L: So you teamed up with him?

RM: I walked away from a multimillion-dollar company that I owned to join him with the other co-founders to help people move more toward the heart.

L: So the name—to balance what we used to associate with “heart?” When my brother and I would buy frilly Hallmark cards with hearts on Mother’s Day for Mom.

RM: And to get it away from Valentine’s Day sentimentality, too.

L: That’s related to why Rudolf Steiner insisted on the term “spiritual science”—and then there’s the science, itself, of course. I see you have your laboratory in this building. Can you share some of the key insights that have come out of your work here?

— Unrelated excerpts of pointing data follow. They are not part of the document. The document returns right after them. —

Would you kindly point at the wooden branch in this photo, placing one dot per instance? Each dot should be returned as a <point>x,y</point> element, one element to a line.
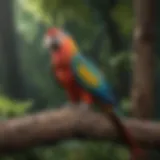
<point>143,59</point>
<point>68,123</point>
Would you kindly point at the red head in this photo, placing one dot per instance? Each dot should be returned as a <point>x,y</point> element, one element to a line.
<point>56,39</point>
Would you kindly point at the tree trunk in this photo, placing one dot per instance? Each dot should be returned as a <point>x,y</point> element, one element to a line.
<point>11,74</point>
<point>142,95</point>
<point>49,128</point>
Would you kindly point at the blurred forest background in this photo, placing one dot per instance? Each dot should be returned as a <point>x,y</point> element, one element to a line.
<point>103,30</point>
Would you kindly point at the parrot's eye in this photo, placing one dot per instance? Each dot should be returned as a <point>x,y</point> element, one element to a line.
<point>53,44</point>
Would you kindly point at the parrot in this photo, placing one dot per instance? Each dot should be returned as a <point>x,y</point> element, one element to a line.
<point>83,82</point>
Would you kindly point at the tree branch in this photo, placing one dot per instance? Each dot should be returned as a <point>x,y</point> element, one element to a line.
<point>68,123</point>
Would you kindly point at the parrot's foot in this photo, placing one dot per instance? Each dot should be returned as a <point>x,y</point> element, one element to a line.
<point>84,106</point>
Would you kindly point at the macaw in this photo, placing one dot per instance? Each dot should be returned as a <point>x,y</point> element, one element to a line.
<point>83,81</point>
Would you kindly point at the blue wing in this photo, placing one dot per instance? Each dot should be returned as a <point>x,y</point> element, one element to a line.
<point>90,78</point>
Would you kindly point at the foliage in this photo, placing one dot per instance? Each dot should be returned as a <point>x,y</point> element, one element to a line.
<point>10,107</point>
<point>84,23</point>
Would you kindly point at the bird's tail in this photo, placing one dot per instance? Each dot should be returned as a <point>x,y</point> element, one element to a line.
<point>136,151</point>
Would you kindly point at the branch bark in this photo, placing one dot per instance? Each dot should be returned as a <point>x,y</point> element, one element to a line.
<point>52,126</point>
<point>143,59</point>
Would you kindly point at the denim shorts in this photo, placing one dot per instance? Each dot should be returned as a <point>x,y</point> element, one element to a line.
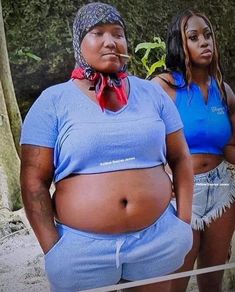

RM: Actually, some of the key knowledge predates our work by a hundred years. About 90 percent of the fibers among the 3000+ in the parasympathetic nervous system’s vagus nerve are afferent, ascending. They are monitoring the body and sending information to the brain. And only ten percent go the other way from the brain to the body.

I doubt that more than a few physicians know this, but in reality, neurally speaking, the heart sends far more information to the brain than the brain sends to the heart. No other part of the body has that level of afferent connection to the brain. Other research carries this farther, and shows that it is the heart that modulates brain function and perception.

L: Which speaks to the heart’s primacy as a sense organ, rather than as a pump.

RM: Yes. A hormonal gland and a sensory organ with forty thousand sensory neurons. And not just sensing the body. In our electrophysiological work—it’s surprisingly easy to do these studies with signal averaging techniques—we can quite literally measure my heartbeat in relation to your brain waves at conversational distances. Information is being transferred at an energetic level. With an instrument, a $40,000 magnetometer, we can detect the magnetic field of the heart at about three feet from the person, and the brain at about three inches. But we can measure the effects between people at much greater differences by monitoring their EEGs and ECGs.

L: Which is to say that the nervous system is much more sensitive than the $40K device.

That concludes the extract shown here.